People were excited about the technologies being used in the back-end. We were all surprised how Canonical managed to pull all of this together for devices which were launched just 3 months ago (Nexus 7 and Nexus 10) whereas official partners take a whole year to upgrade.
Now we have some answers. As we dug into the Ubuntu Touch code and development page this is what we found:
As Ubuntu is running in a separated container on top of an Android kernel and services, the communication between them happens via Binder, Sockets and libhybris.
When we hear about the way Ubuntu Touch can ‘support’ other Android devices, we all get excited so what made that possible, how many resources Canonical put in to achieve this?
As we’re using CyanogenMod, we can easily take advantage of all the devices that are officially supported there. You can find codenames and devices by looking at http://wiki.cyanogenmod.org/w/Devices
You will further find on this wiki page:
“You can find all the needed Android git repositories at http://phablet.ubuntu.com/gitweb. This is basically a mirror of CyanogenMod 10.1, but containing only the needed low level services used by Android (e.g. no Dalvik at all).”
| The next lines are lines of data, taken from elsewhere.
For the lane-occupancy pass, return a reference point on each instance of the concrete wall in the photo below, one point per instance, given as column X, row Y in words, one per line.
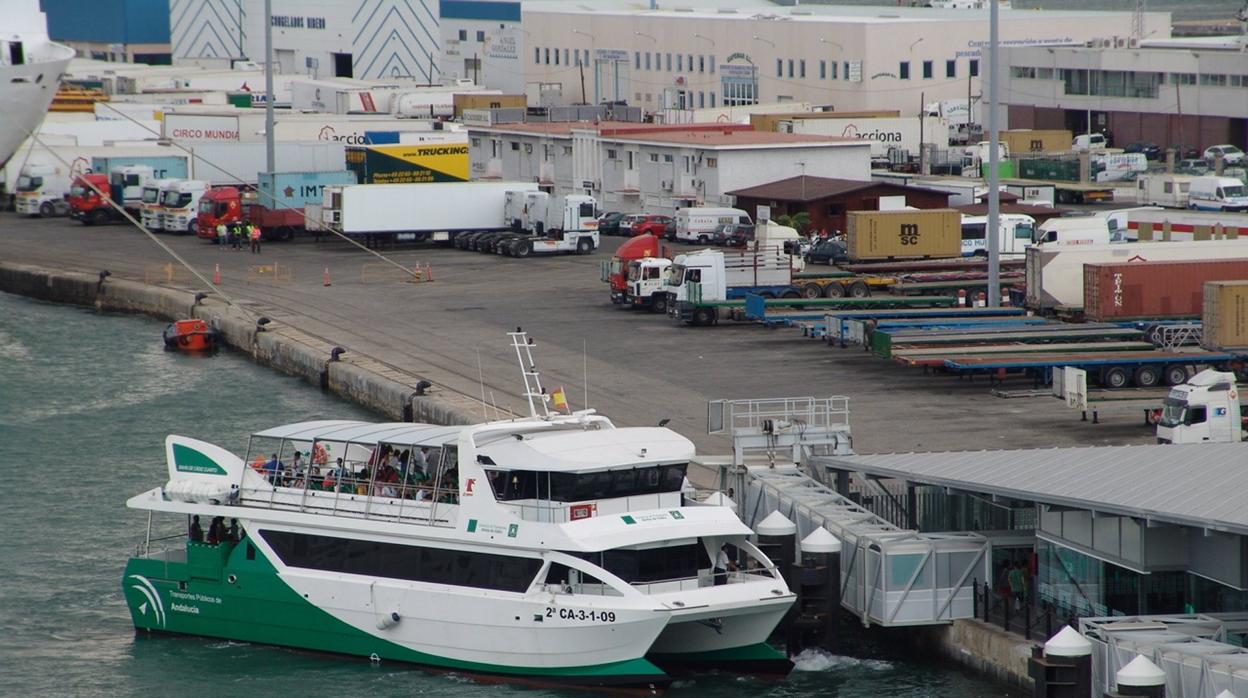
column 356, row 377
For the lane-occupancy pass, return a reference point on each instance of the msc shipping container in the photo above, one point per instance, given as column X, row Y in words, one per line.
column 1055, row 274
column 1224, row 319
column 890, row 235
column 1153, row 290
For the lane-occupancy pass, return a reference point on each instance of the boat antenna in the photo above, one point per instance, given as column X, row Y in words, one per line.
column 481, row 377
column 533, row 391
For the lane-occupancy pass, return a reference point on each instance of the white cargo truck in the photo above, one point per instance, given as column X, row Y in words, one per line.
column 1055, row 272
column 41, row 190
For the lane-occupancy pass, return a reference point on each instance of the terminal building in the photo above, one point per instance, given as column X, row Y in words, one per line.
column 654, row 167
column 850, row 58
column 1191, row 91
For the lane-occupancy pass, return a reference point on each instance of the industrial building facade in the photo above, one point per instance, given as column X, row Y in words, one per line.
column 655, row 169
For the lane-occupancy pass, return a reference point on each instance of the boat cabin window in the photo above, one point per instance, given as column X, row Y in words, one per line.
column 652, row 565
column 373, row 558
column 578, row 487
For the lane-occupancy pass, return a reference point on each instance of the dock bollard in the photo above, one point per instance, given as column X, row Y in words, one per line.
column 1140, row 677
column 1063, row 667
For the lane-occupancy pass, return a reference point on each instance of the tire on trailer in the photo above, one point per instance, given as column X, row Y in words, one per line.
column 1115, row 377
column 1148, row 376
column 1174, row 375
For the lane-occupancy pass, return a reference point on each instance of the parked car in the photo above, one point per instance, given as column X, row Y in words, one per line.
column 1192, row 166
column 1231, row 155
column 1152, row 151
column 738, row 235
column 609, row 224
column 826, row 251
column 652, row 224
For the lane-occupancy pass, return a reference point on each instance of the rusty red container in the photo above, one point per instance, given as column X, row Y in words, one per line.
column 1153, row 290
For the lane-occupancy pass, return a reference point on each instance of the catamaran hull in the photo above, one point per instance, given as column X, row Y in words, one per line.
column 250, row 601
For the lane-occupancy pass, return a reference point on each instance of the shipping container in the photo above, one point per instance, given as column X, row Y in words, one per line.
column 1153, row 290
column 887, row 235
column 1055, row 274
column 1224, row 319
column 1027, row 140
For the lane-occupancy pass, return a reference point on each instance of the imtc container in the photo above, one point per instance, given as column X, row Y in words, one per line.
column 1153, row 290
column 1224, row 319
column 892, row 235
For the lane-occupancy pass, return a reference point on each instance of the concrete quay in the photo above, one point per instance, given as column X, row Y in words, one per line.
column 451, row 331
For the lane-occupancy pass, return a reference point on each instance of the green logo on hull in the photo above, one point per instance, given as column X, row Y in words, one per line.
column 189, row 460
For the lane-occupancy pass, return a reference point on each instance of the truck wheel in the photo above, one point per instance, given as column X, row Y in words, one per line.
column 1148, row 376
column 1174, row 375
column 1115, row 377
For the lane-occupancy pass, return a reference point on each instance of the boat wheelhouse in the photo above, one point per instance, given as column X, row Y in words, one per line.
column 555, row 548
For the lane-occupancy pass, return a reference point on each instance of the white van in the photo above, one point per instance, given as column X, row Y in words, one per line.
column 1217, row 194
column 1090, row 141
column 698, row 224
column 1075, row 230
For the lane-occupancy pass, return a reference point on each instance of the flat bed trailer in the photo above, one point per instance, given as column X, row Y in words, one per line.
column 1111, row 370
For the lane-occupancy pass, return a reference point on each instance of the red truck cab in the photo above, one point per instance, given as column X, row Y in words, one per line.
column 85, row 204
column 617, row 272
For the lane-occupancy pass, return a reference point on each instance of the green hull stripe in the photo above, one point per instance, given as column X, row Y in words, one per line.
column 760, row 652
column 260, row 607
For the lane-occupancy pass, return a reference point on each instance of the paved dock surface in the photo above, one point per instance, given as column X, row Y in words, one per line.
column 642, row 367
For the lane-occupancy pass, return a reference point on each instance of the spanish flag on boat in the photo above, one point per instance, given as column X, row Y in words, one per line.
column 560, row 400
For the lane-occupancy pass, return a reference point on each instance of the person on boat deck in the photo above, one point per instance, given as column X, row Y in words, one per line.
column 723, row 566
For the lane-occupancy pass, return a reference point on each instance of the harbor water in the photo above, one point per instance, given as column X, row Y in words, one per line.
column 85, row 403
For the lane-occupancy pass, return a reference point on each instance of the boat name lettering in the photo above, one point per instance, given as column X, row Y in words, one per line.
column 202, row 598
column 582, row 614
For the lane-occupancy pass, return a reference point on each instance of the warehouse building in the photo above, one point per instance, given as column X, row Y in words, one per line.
column 851, row 58
column 1191, row 93
column 653, row 167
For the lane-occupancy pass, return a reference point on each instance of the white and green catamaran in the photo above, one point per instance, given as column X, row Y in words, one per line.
column 553, row 548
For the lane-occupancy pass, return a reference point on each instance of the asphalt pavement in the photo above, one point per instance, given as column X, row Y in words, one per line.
column 635, row 367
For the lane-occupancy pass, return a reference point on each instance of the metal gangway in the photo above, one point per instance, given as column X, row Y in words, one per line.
column 890, row 576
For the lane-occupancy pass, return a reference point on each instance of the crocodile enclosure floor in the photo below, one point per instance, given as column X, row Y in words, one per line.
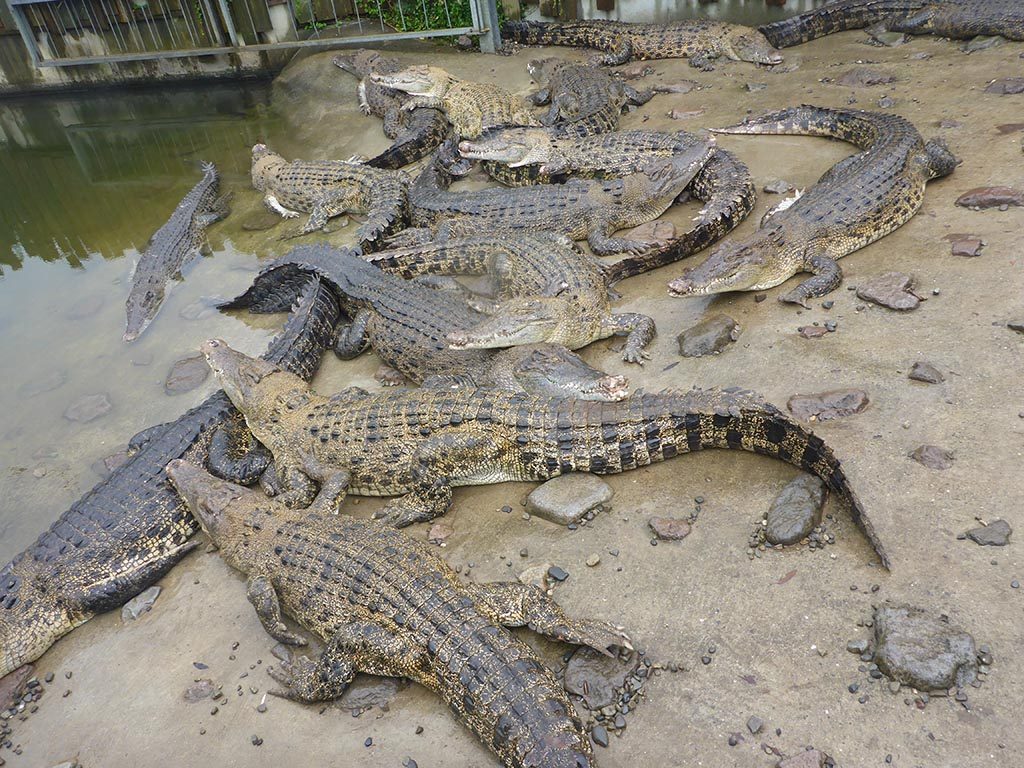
column 778, row 623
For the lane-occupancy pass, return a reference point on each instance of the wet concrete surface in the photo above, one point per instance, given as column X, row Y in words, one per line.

It’s more Android than Ubuntu
So, in a nutshell Ubuntu Phone or Tablet is simply Android and CyangenMod with Unity slapped on it and one would assume that it was developed from the ground up. No one told me so I did not know.
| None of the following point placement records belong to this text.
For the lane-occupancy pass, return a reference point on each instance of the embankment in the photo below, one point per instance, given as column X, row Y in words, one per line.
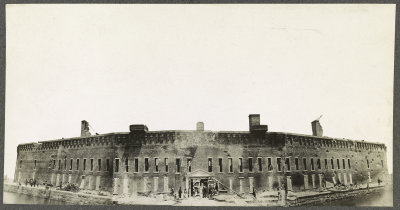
column 68, row 197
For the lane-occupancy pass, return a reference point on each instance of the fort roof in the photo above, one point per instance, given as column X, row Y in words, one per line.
column 254, row 128
column 199, row 132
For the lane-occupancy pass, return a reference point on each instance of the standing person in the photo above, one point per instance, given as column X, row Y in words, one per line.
column 279, row 194
column 210, row 191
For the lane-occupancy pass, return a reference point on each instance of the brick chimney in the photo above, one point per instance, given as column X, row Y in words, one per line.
column 254, row 124
column 316, row 128
column 200, row 126
column 254, row 119
column 85, row 129
column 138, row 128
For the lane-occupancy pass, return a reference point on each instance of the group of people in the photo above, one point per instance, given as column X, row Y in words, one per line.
column 181, row 194
column 208, row 191
column 202, row 191
column 32, row 182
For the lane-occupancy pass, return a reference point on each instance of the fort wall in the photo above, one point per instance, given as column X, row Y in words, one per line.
column 137, row 162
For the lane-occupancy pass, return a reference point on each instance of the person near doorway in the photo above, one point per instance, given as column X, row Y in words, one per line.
column 210, row 192
column 180, row 192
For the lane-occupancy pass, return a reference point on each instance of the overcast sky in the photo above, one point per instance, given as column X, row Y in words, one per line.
column 169, row 66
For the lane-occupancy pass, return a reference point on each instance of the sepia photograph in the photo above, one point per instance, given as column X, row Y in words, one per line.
column 199, row 104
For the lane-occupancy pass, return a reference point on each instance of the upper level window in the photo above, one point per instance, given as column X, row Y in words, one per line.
column 107, row 164
column 178, row 165
column 270, row 168
column 136, row 161
column 220, row 164
column 91, row 164
column 166, row 164
column 65, row 163
column 146, row 164
column 230, row 165
column 117, row 165
column 259, row 162
column 156, row 165
column 344, row 164
column 99, row 164
column 287, row 164
column 312, row 164
column 250, row 164
column 189, row 164
column 209, row 164
column 77, row 164
column 278, row 162
column 296, row 163
column 240, row 164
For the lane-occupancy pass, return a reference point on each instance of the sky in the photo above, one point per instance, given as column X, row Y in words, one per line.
column 170, row 66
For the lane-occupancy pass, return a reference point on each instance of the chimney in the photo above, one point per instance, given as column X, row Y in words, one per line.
column 317, row 128
column 85, row 129
column 200, row 126
column 254, row 119
column 254, row 124
column 138, row 128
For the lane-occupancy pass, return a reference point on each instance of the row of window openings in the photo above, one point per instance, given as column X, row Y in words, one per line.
column 210, row 164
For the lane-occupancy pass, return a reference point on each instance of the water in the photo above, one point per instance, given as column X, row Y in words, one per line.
column 16, row 198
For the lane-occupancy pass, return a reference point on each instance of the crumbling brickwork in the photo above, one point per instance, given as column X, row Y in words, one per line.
column 142, row 155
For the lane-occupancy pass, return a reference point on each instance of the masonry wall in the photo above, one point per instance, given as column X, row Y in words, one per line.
column 199, row 146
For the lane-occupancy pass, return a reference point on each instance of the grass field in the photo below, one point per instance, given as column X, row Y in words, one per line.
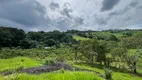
column 115, row 75
column 58, row 75
column 76, row 37
column 67, row 75
column 14, row 63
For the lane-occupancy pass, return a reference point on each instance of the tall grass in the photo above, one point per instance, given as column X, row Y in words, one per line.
column 55, row 76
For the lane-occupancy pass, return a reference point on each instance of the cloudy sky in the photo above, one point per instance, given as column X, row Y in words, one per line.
column 47, row 15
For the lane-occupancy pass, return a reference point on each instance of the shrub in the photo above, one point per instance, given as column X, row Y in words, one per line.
column 108, row 74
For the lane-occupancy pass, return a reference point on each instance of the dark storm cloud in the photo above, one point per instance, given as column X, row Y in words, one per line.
column 79, row 21
column 24, row 12
column 66, row 10
column 133, row 4
column 108, row 4
column 126, row 9
column 100, row 20
column 54, row 6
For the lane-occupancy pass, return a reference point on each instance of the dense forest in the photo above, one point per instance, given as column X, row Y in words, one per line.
column 117, row 50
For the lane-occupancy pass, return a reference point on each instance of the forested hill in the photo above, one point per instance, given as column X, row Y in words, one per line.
column 13, row 37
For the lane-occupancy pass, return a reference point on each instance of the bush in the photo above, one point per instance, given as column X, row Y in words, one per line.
column 108, row 74
column 49, row 61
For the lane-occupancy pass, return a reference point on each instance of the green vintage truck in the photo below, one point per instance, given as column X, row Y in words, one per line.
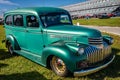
column 48, row 37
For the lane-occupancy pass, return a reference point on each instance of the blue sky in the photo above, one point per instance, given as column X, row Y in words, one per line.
column 6, row 5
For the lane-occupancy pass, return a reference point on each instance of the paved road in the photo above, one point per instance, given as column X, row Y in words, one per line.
column 113, row 30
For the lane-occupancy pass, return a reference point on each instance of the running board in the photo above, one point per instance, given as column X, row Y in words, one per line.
column 29, row 55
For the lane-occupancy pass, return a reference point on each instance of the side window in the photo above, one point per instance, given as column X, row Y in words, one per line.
column 8, row 20
column 18, row 20
column 32, row 21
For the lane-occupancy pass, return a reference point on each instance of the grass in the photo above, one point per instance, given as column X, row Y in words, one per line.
column 20, row 68
column 113, row 22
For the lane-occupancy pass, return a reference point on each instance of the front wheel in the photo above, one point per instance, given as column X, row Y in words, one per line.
column 10, row 48
column 58, row 66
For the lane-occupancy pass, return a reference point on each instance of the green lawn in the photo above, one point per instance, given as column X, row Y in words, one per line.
column 20, row 68
column 113, row 22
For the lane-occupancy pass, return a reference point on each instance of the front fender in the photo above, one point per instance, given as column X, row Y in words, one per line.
column 63, row 52
column 13, row 41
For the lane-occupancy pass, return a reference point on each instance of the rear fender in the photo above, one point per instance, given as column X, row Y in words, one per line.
column 13, row 41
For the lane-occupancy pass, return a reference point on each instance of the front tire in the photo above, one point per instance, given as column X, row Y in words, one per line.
column 59, row 67
column 10, row 48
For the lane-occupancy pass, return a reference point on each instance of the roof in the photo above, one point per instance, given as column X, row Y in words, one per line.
column 40, row 10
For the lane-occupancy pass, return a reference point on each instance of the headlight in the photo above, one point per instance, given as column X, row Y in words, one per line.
column 111, row 41
column 80, row 51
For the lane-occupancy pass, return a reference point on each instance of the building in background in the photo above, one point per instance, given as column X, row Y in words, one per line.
column 94, row 8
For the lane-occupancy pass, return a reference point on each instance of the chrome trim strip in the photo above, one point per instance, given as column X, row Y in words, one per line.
column 93, row 70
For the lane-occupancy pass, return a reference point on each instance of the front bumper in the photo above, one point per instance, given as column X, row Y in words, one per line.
column 93, row 70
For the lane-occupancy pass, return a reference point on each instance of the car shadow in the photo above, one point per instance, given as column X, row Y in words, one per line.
column 34, row 75
column 4, row 54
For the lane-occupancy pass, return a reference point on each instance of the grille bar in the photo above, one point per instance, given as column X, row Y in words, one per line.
column 95, row 41
column 95, row 55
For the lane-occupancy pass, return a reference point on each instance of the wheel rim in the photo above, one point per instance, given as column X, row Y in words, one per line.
column 58, row 64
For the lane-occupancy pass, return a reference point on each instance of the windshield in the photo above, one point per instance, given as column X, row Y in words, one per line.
column 52, row 19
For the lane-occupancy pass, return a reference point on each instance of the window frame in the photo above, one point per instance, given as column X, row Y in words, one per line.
column 14, row 20
column 37, row 19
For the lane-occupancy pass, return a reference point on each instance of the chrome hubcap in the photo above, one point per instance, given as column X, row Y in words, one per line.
column 58, row 64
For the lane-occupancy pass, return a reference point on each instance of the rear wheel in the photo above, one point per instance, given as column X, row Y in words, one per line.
column 58, row 66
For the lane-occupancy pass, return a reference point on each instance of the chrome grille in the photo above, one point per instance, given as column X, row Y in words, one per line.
column 95, row 55
column 95, row 41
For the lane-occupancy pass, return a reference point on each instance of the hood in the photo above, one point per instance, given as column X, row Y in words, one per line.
column 71, row 33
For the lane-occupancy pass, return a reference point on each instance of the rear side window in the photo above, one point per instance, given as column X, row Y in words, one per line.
column 18, row 20
column 8, row 20
column 32, row 21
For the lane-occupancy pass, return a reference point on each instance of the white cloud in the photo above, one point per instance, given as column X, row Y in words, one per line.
column 7, row 2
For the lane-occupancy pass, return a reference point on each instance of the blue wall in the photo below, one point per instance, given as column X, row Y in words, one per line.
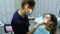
column 7, row 8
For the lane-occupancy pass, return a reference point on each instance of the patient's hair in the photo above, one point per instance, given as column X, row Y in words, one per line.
column 30, row 2
column 54, row 19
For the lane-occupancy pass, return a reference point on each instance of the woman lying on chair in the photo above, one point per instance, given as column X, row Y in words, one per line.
column 48, row 26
That’s fair enough. The soul of open source is learning from each other, adding value to each others work and giving credit to those who do the real work.
- XDA Developers also wrote about it – Ubuntu Touch: Next Generation OS or Just Another Skin?
What surprised me was the fact that Android and CyangenMod was missing from Canonical’s marketing material. We kept hearing of Qt, QML and convergence but no word was said about Android or CyangenMod. I was surprised and saddened to see no mention of Steve Kondik and the entire CyanogenMod team in any of the marketing or promotional material
Mutual acknowledgement is the driver of open source. That spirit of open source dies when the due credit is not given. How does an open source developer feel when someone takes his work to build his own empire and doesn’t even mention his name. Even Linux Mint says on its ‘About’ page “Based on Debian and Ubuntu, it provides about 30,000 packages and one of the best software managers.
I am a developer too. So what do I think? It’s legal, no doubt; but is it ethical? I wouldn’t do it that is for sure. Yes, there is no harm in not acknowledging those whose work you use, but is this the trend we want to set for the larger open source community? Is this what we want the open source community to become?
Well that’s what Apple already does.
I feel bad, the question is how do you feel?